How does that work? Bullet Proofing
They save lives and are standard issue for police, armed forces and security guards all over the world. Body armour aims to minimise injury from projectiles fired from handguns and rifles. But how do they stop bullets that are travelling at speeds of more than 1000 kph?
It was the development of canons and guns that inspired the advance in armour technology. Traditional body armour could not get any thicker without making the wearer immobile, so the engineers turned to a new form of body armour to protect ourselves.
This falls into two categories - soft and hard body armour. The hard type consists of ceramic plates, which deflect the bullet. The ceramic used in body armour is not the same as is found in brittle ceramic bathroom tiles, but is a formula called alumina, Al2O3, which is very strong.
For soft body armour, interwoven pieces of clothing stop the bullets piercing the body. This might sound pretty strange, but it's similar to a football striking the back of a net at pace - the net threads pull on each other then on the goal posts, and the ball is stopped immediately. This absorbs the bullet, spreading its force over a larger area, causing it to buckle and stopping it before it can penetrate through to the body. The wearer still receives bruising or internal injuries from the force of the bullet's impact, but not as serious as a full on hit!

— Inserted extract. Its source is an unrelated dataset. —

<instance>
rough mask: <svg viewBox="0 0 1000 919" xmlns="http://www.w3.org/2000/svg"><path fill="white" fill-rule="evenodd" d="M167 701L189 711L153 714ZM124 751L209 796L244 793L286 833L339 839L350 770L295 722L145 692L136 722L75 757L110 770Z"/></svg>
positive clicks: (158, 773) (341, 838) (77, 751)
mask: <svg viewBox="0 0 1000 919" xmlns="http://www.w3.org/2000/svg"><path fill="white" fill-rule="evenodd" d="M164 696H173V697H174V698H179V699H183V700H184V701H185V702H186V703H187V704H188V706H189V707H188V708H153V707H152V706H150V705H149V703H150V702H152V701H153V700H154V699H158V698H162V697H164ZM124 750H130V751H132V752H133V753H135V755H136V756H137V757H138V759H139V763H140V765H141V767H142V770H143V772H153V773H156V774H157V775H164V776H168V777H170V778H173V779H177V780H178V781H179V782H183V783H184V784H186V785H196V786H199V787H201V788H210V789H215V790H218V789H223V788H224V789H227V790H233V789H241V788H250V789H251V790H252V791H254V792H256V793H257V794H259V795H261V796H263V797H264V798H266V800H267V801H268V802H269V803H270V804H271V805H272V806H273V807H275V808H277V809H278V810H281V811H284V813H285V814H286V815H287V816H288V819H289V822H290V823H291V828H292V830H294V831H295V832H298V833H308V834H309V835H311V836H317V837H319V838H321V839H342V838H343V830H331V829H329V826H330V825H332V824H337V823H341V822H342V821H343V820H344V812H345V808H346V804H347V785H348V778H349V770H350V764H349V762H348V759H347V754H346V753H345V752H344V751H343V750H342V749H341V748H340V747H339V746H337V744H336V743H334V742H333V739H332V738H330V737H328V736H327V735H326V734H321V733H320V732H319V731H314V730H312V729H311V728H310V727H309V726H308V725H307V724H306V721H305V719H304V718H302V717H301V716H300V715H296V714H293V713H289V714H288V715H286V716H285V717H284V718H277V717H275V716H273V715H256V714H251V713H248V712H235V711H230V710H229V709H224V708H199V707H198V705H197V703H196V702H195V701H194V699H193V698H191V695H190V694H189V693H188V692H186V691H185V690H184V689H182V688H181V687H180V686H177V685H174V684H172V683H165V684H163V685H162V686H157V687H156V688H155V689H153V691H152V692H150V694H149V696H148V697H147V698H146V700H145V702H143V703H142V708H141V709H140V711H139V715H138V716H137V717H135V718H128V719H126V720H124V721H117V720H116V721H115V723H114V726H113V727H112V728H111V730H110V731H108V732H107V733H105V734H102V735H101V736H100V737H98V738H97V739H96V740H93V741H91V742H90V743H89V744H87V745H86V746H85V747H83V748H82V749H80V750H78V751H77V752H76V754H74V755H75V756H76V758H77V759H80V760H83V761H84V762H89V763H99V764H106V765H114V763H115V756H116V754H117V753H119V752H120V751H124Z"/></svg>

Most Kevlar vests consist of between 16 and 30 layers of woven Kevlar. These, however, should never be allowed to get wet - water acts as a lubricant allowing the bullet to slide between the fibres, although sealed panels within the vest can help improve the proofing.
The level of protection depends on the type of bullet and the type of armour. Vests can use various materials as the bullet stopper - steel, titanium, ceramic and polyethylene - usually between layers of Kevlar. Additional glass-fibre sheets can be added to protect against knife attacks as well; being able to protect against both high and low-velocity implements is something that not many fibres can do without providing a bulky, heavy armoured coat.
Bullet proof glass
To the casual observer, bullet-resistant glass looks the same as normal glass. However, normal glass shatters when hit whilst toughened bullet-resistant glass is able to withstand several rounds without buckling.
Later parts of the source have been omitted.